My aunt started a rapid downhill slide on us and for a few days we were more worried about that.   TJ wasn't forgotten, just postponed a bit.   She was in the ICU for two days, the DOU for two days and a regular room for one day.   She wasn't stepped down from improvement, it was because she had signed a DNR.   She had developed pulmonary hypertension and they just never could get that lung pressure down.  The next step would have been intubation and she wasn't going for that.   They said with all the damage to her lungs, she would never had gotten off the vent if she had started, so I couldn't blame her.     Halfway through her first day in a regular room, she was gone.    At home, the box was moved out of the way as everyone came back home without her for the final time.
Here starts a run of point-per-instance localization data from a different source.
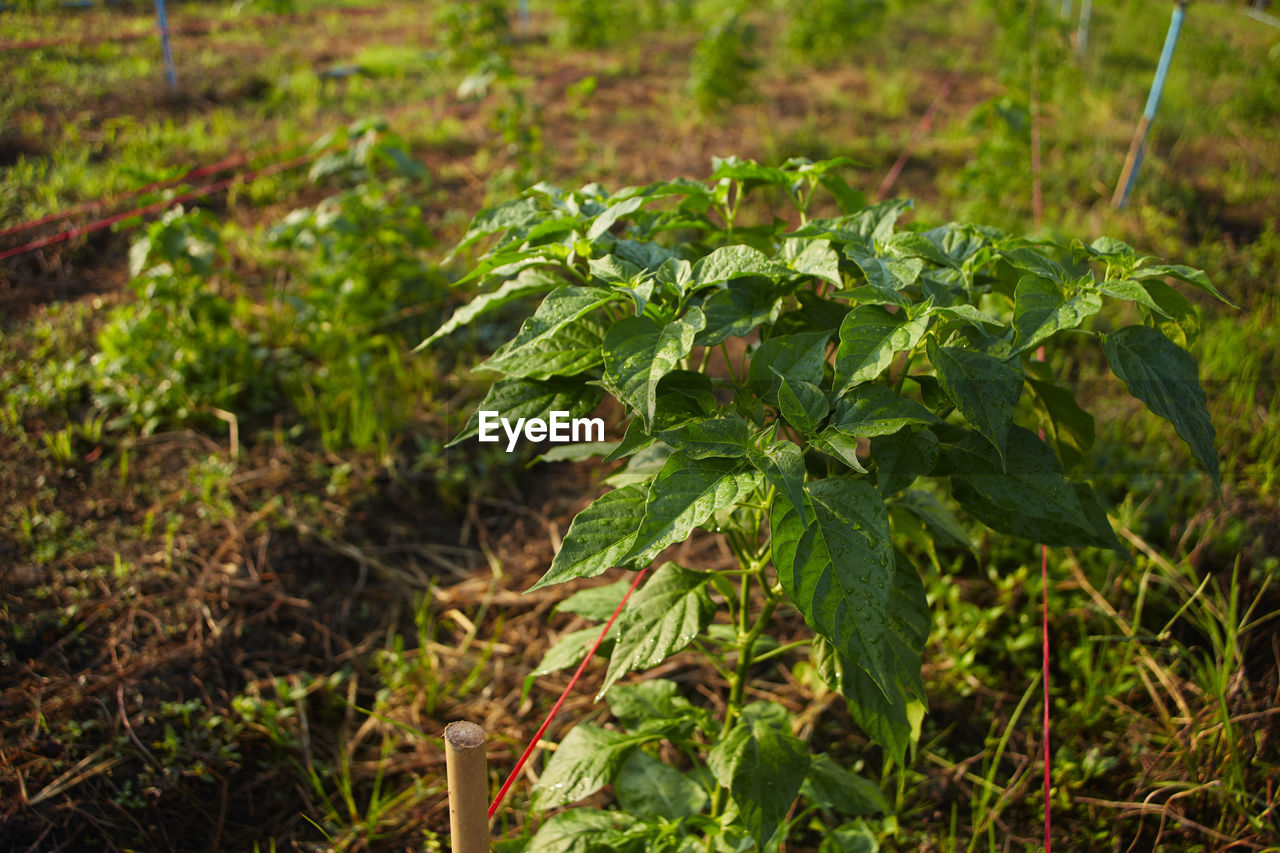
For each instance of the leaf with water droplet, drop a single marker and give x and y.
(662, 617)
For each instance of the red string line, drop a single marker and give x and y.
(1048, 822)
(572, 682)
(159, 205)
(926, 123)
(193, 28)
(234, 160)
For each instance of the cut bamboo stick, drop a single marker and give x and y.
(469, 787)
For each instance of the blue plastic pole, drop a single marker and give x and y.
(163, 23)
(1129, 176)
(1082, 31)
It was not the resolution we wanted, but it was out of our hands.   As harsh as it sounds, we had to push aside the grief and concentrate on the living.   TJ was starting to feel nauseous again with his pulse doing a yo-yo.  Arrangements were made for a second ablation and the waiting game began.  He was put on Metoprolol as a stop gap and it actually did give him a month before it stopped working as well.   As one of my friends', a nurse put it, "His heart wants to go fast and it found a way."   And still there was the box.

He was admitted on Oct 1st for the second ablation and it was a resounding failure, just like the first.  His electrophysiologist told me that he would zap one spot and it would actually move to another.   He is normally a man with few expressions but I saw definite consternation that day.    He told me he was trying another medication but that it was very strong and he needed to stay for the 48 hours it took to load.   That way he would be monitored if it had a bad effect.   That is when he started the Sotolol and its been great.   He hasn't had any of the potential side effects and his pulse stays in the 90's.   More importantly, his heart is in rhythm.  It took time for the stress of that to slow down.   The box is still in the entry.
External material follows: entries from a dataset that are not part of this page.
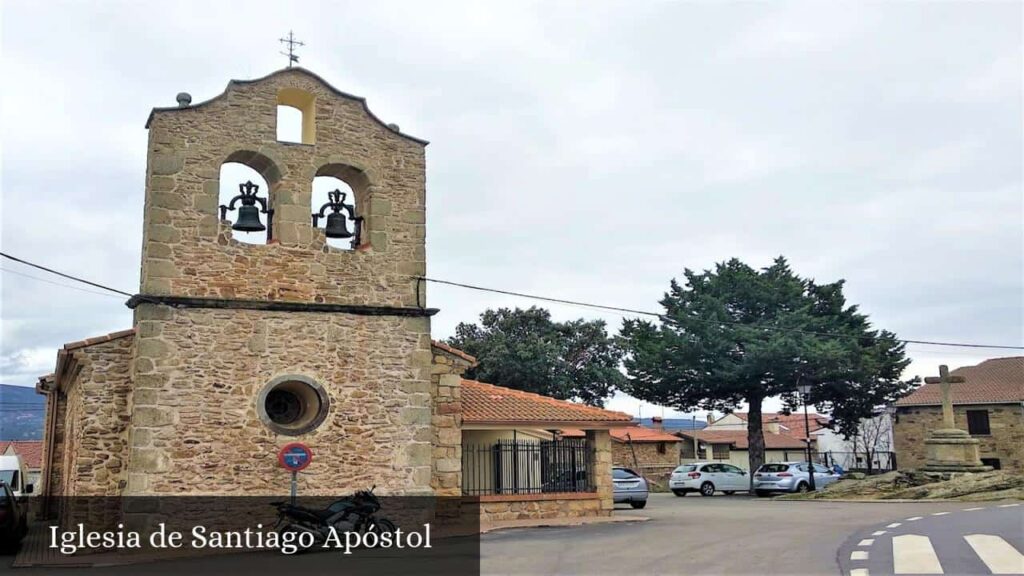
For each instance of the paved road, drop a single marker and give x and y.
(695, 535)
(980, 538)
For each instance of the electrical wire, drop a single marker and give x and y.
(592, 305)
(727, 322)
We are now at Thanksgiving and the poor kid is always behind on schoolwork now.   My once healthy kid seems to have lost his immune system at Loma Linda!   Everything that comes around, he gets.   Additionally, I decided the bunnies deserved a treat and bought them some Timothy Hay for the first time in years.   Idiot mother forgot WHY I stopped buying it!   We are all terribly allergic and the bunnies are in the school room.   So the poor kid was miserable for the month it was in their bunny boxes.   I couldn't figure out why he was so sick.    I finally got a clue and ordered the Orchard Grass, boom, he is feeling much better rather quickly.   I felt really really stupid, let me tell you.   He still gets every virus that comes around but at least its not his allergies acting up.    Dad asks me what the box is at some point and I tell him books for his school that he doesn't really need, don't worry about it.        Yeah, another blunder there.

So why do I keep talking about this stupid box??       I am sure everyone is ready to scream, "Shut up about the damn box!"  Patience, its actually relevant!   Read over all we have been through since the box.   Note that I am sure I have forgotten some things as well.   Now sit down with your son to help him with his English assignments and read where it says: Read pages 71-80 of The Night Thoreau Spent In Jail.   Frantically click all over, looking for a link to said material.   Go back and figure out that this particular lesson started in the beginning of November and its all connected.   Remember the box.   Finally remove the tape and remove the big History book on top.   Note there are two paperback books under this book.   Hit yourself in the forehead repeatedly when one of them is: THE NIGHT THOREAU SPENT IN JAIL!!!!       Try to get your autistic son to explain why he never told you that he was having to google information on this play to answer questions.   Scream inside your head because you would never scream at him, no matter how much you want to.   Sigh loudly and explain to your son why you are now going to have to start this lesson from the beginning instead of just continuing where you are.    Laugh because you have cried too much in the past few months and in the grand scheme of things, it really is funny.